Wedding Date Hell

well obviously Tuesday has to stay to keep the isolated person feeling better...

So junk one of the other items.
Have it in term time after October?
Do you upset anyone important there?
 
Sounds complicated, weddings are hassle enough without trying to please everyone. Just remember you're doing it for yourselves, not for the benefit of your family's. There has to be some sort of compromise, isn't that what married life is all about after all :rolleyes:

I got married on a Saturday, and if people wanted to come, they came. If someone I knew was getting married, i'd do what I had to to make it.

Hope you get sorted anyway, stressful sorting it all out so good luck. Cost me less then 3k btw, 18 grand yikes.
 
This is what you do.

You both get married abroad and don't tell anyone until you get back. Saves you having relatives that you only see at weddings and funerals, and saves people bickering about having to get a day off..

Plus the weather will be better ;)
 
thats probably under average these days, when you take into account the rather expensive honeymoons that people have.


Our wedding cost about 3k all in :)
That included getting married in the Caribbean and a big party when we got back :D
 
Please don't take this the wrong way, but isn't that awfully selfish on her families part. I mean it's going to be one day out of their business to see their daughter get married, surely their businesses aren't that struggling that much that missing one days takings will ruin them?

They seem to be happy to let greed dictate as to when the most important day of their daughters life takes place, which pretty much puts you in an impossible situation, I assume she won't want to get married unless they are there?:(
 
As Raymond probably knows already, it's more a case of 18k out and then after the wedding around 6-8k returned through financial gifts from the other half's family. I still need the money as an initial outlay though.

I agree with all the sentiment that it's just one day etc..., but I also understand that she wants the event to be how her family and friends expect it.

It seems as if the auspicious date may have to be sacraficed, much to the disappointment of her mum. That leaves us witht he 28th of october as a possibility now.

I am stil undecided as to what is more selfish, buggering off to the middle of nowhere and robbing your family of the opportunity to celebrate your day with you, or expecting a family member to be so extravagant with their wedding in the first place.

The main difficulty for her is that a lot of people she knows have their wedding paid for by their parents. Because I come from a culture where it is the bride's parents who pay and in her's the grooms, we are paying for it all ourselves. Unfortunately, a lot of people seem to forget this and the expectation of a big party remains.

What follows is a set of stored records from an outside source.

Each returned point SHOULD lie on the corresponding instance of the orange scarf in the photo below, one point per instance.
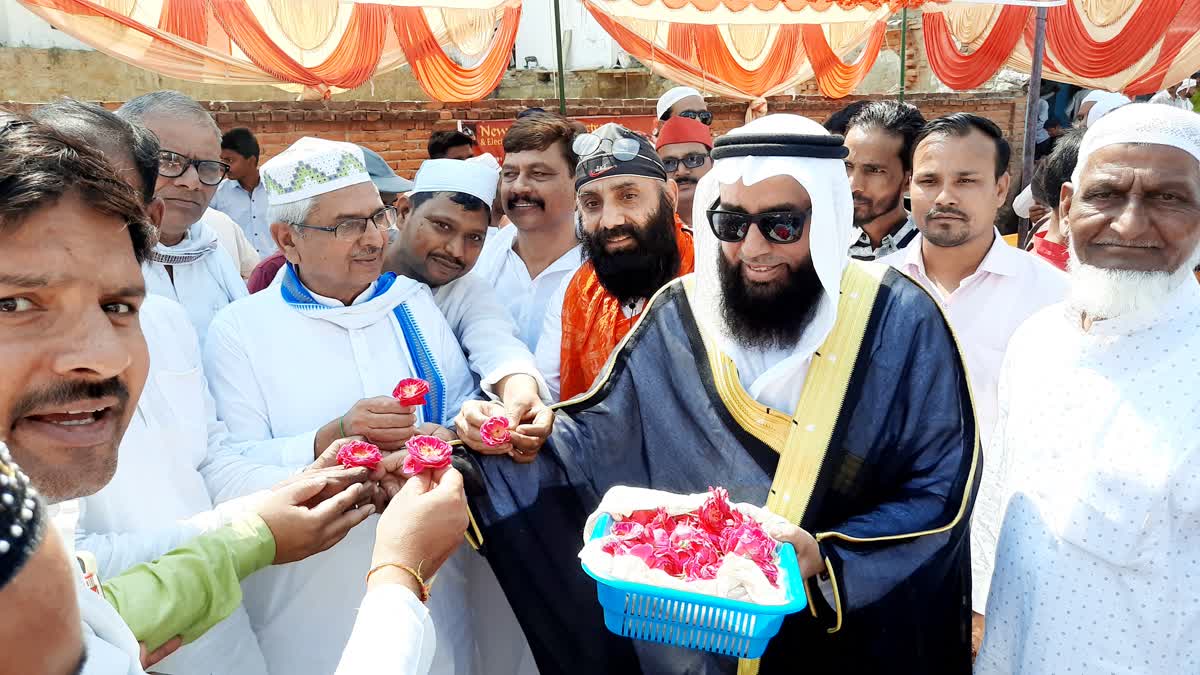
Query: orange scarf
(593, 322)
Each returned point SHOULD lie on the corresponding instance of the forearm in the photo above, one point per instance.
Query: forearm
(192, 587)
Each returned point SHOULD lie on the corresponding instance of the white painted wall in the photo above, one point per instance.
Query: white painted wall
(585, 43)
(22, 28)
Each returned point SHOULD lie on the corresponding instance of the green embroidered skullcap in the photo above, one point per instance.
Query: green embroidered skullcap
(311, 167)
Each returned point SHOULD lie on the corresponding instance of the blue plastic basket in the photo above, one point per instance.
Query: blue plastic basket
(694, 620)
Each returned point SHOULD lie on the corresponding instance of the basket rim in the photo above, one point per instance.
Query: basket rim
(797, 597)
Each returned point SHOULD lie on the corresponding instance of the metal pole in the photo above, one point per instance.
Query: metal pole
(904, 49)
(1031, 117)
(558, 47)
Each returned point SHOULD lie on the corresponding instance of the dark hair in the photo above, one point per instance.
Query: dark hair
(442, 141)
(898, 119)
(240, 141)
(39, 166)
(1057, 168)
(117, 138)
(839, 121)
(543, 130)
(963, 124)
(468, 202)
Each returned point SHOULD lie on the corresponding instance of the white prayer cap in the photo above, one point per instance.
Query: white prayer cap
(311, 167)
(822, 173)
(475, 178)
(1105, 102)
(673, 96)
(1143, 124)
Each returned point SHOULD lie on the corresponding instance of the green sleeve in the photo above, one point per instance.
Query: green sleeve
(193, 587)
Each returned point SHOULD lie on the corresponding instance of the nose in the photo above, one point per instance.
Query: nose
(93, 347)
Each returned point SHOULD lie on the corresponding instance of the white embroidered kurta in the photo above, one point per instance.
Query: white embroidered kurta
(173, 453)
(527, 299)
(1099, 551)
(203, 287)
(279, 375)
(984, 311)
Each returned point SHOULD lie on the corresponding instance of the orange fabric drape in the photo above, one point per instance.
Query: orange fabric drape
(837, 78)
(442, 78)
(1075, 49)
(593, 322)
(969, 71)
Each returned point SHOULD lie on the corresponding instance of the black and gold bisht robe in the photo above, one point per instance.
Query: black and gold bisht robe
(891, 500)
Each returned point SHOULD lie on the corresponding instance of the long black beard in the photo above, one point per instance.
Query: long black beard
(768, 316)
(639, 272)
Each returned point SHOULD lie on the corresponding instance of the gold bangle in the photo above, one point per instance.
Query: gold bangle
(417, 574)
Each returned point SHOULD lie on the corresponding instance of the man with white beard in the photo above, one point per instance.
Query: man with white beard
(1097, 555)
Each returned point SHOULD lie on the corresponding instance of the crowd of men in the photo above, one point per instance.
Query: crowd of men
(987, 455)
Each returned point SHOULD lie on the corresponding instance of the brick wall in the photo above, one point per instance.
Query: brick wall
(400, 130)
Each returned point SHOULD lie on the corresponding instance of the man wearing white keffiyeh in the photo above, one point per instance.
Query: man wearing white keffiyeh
(1096, 557)
(189, 263)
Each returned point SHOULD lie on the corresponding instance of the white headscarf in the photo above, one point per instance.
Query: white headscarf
(833, 211)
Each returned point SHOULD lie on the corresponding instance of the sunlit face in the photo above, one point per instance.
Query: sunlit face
(538, 189)
(239, 167)
(955, 195)
(1135, 208)
(877, 178)
(439, 240)
(330, 264)
(75, 357)
(41, 627)
(184, 197)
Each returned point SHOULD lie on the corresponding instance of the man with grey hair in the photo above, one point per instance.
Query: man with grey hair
(189, 264)
(1096, 559)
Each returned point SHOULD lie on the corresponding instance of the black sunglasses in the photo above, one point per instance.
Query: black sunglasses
(778, 227)
(691, 160)
(173, 165)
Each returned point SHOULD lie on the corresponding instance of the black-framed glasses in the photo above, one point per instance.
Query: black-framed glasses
(624, 149)
(354, 227)
(702, 117)
(778, 227)
(173, 165)
(691, 160)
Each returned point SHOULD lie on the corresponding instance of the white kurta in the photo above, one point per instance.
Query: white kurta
(526, 298)
(173, 453)
(1099, 551)
(203, 287)
(984, 311)
(277, 375)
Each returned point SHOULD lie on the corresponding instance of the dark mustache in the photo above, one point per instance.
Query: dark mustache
(937, 213)
(67, 392)
(513, 201)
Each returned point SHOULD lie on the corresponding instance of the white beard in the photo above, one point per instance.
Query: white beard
(1109, 293)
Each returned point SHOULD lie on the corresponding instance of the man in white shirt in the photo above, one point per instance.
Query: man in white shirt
(316, 358)
(241, 195)
(985, 287)
(189, 264)
(1097, 555)
(525, 263)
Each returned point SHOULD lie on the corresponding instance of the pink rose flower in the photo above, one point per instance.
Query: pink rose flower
(425, 452)
(411, 392)
(496, 431)
(359, 453)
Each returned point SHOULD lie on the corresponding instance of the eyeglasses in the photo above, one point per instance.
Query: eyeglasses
(779, 227)
(691, 160)
(702, 117)
(173, 165)
(624, 149)
(354, 227)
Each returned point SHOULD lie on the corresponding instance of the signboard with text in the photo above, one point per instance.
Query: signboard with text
(490, 133)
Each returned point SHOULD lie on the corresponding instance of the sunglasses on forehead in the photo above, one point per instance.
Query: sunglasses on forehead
(778, 227)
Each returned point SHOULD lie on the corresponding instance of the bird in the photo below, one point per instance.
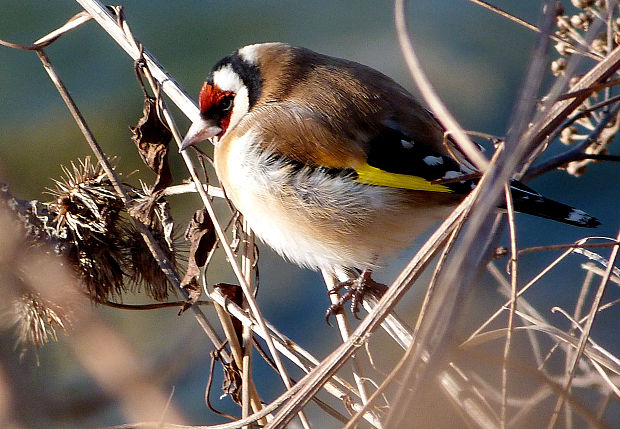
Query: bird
(333, 164)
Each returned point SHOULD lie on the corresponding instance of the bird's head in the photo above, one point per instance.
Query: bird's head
(231, 90)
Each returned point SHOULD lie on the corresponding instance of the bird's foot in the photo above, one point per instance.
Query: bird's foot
(356, 289)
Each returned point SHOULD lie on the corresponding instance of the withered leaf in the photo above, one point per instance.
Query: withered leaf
(152, 137)
(201, 234)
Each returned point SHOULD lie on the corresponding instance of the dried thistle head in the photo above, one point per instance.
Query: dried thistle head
(36, 321)
(89, 216)
(587, 26)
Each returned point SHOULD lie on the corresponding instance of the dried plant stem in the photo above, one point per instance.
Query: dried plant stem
(513, 303)
(165, 264)
(547, 269)
(583, 51)
(596, 303)
(152, 70)
(312, 382)
(436, 105)
(331, 282)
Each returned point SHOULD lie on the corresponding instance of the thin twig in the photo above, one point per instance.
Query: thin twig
(513, 302)
(596, 303)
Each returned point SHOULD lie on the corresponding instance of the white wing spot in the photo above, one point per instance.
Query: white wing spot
(577, 215)
(407, 144)
(451, 175)
(432, 160)
(249, 53)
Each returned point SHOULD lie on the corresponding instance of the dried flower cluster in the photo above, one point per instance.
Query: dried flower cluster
(88, 224)
(592, 30)
(108, 252)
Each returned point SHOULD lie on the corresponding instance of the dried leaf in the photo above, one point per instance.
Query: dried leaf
(201, 234)
(152, 137)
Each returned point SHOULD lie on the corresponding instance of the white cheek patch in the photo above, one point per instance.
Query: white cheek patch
(227, 80)
(250, 53)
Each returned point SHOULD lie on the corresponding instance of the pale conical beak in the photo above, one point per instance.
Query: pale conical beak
(200, 130)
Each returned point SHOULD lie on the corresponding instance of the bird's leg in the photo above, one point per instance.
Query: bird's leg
(355, 291)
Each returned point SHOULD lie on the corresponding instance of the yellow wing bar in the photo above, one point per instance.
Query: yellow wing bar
(374, 176)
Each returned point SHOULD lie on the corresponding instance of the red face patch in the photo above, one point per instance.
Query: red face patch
(211, 96)
(216, 104)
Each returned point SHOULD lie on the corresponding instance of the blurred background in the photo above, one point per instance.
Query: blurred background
(475, 59)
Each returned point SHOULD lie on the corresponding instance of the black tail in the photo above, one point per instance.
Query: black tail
(527, 200)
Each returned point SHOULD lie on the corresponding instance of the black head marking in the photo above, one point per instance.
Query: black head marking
(249, 73)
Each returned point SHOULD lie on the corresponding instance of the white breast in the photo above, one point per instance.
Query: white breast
(313, 217)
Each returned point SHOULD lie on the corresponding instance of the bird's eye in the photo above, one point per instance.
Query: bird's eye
(226, 104)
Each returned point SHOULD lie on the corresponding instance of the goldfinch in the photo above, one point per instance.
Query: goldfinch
(333, 164)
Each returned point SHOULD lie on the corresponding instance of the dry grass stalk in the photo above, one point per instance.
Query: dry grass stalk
(430, 356)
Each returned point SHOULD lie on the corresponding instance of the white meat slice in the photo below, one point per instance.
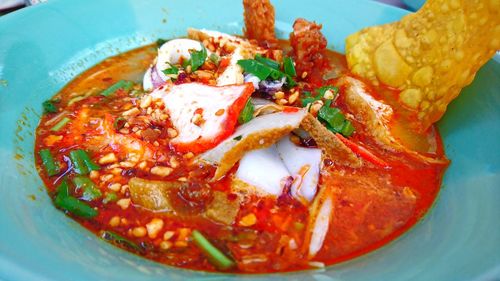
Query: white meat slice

To put this into perspective, we are having over 200 people to the main meal, which is a Chinese banquet. This is usually £500 for a table of 10 people.
 
Please don't take this the wrong way, but isn't that awfully selfish on her families part. I mean it's going to be one day out of their business to see their daughter get married, surely their businesses aren't that struggling that much that missing one days takings will ruin them?

They seem to be happy to let greed dictate as to when the most important day of their daughters life takes place, which pretty much puts you in an impossible situation, I assume she won't want to get married unless they are there?:(

it's not her mum who has the business, she has retired. It's pretty much all of her uncles and aunts though, as well as loads of family friends.
 
it's not her mum who has the business, she has retired. It's pretty much all of her uncles and aunts though, as well as loads of family friends.

Gotcha.

Seems even more reason to go with the date that suits you then as it's not her immediate family.
 
I am stil undecided as to what is more selfish, buggering off to the middle of nowhere and robbing your family of the opportunity to celebrate your day with you, or expecting a family member to be so extravagant with their wedding in the first place.

But if they don't want to give up a Saturday to go to the wedding, who is being selfish..

It is your day, enjoy it HOW you two want to..
 
hey, I agree completely, but I'm just not allowed to say it lol:D


Why not?? you are one half of the "wedding" so to speak, I would be livid if other people were dictating what we had to do on our wedding day, we decided between ourselves, then told people "we are going to Cuba, and getting married!"
 
I am stil undecided as to what is more selfish, buggering off to the middle of nowhere and robbing your family of the opportunity to celebrate your day with you, or expecting a family member to be so extravagant with their wedding in the first place.

Is the wedding for the two of you or the 762 other people you are thinking of inviting?

Mohinder has the right idea. Me and the missus are sodding off to Vegas or somewhere equally as cheesy if we ever get hitched.